Amgen reported higher-than-expected earnings on Oct. 23 and raised its outlook for the rest of the year.
Amgen’s earnings are regionally significant because the Thousand Oaks biotech firm is Ventura County’s largest private sector employer. The company turned in adjusted third-quarter earnings of $1.67 a share, topping the Wall Street estimate of $1.47 by a full 20 cents, according to Thomson Reuters I/B/E/S. Revenue rose 10 percent to $4.3 billion.
Moreover, the company raised its full-year adjusted earnings forecast to $6.50 to $6.60 per share and revenue of $17.2 billion to $17.3 billion, as compared to an earlier estimate of $6.20 to $6.35 per share and revenue of $16.9 billion to $17.2 billion.
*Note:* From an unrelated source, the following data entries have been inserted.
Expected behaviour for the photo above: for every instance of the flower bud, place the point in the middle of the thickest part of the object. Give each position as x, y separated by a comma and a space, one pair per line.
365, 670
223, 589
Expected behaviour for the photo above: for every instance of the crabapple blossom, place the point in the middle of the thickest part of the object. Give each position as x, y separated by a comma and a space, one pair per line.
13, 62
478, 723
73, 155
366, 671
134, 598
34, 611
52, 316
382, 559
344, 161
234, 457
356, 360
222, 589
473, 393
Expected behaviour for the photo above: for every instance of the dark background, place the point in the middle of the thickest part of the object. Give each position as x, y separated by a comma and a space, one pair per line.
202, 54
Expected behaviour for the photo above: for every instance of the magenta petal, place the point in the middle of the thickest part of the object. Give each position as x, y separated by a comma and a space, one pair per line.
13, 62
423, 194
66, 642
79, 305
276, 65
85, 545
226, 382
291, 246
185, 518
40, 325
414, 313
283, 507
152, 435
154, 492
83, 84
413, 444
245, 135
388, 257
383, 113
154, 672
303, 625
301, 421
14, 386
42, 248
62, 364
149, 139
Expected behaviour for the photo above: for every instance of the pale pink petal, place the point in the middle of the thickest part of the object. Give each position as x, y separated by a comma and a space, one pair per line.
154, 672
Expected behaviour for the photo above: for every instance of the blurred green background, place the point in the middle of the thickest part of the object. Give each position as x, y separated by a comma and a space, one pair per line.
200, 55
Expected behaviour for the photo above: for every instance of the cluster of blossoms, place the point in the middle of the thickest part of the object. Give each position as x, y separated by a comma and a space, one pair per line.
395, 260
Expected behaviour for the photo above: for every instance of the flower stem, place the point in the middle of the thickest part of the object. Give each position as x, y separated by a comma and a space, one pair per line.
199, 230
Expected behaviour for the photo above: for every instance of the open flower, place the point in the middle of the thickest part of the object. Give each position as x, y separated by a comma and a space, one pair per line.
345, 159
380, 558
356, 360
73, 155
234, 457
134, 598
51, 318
Amgen’s big seller was again Enbrel, an arthritis drug whose sales rose 17 percent to slightly more than $1 billion. Sales of Xgeva, a drug that prevents cancer-related bone fractures, were small at $201 million but grew at a 12 percent clip.
Prolia, Amgen’s osteoporosis offering, edged down 8 percent to $110 million in sales, a problem that Amgen attributed to distributor problems. Amgen’s former blockbuster Epogen got a small sales boost while Aranesp continued its long, slow decline in sales. The two red-blood-cell boosters still contributed about $1 billion to Amgen’s top line.
Earnings were released after the markets closed. Amgen shares ended the day down a half a percent at $87.32.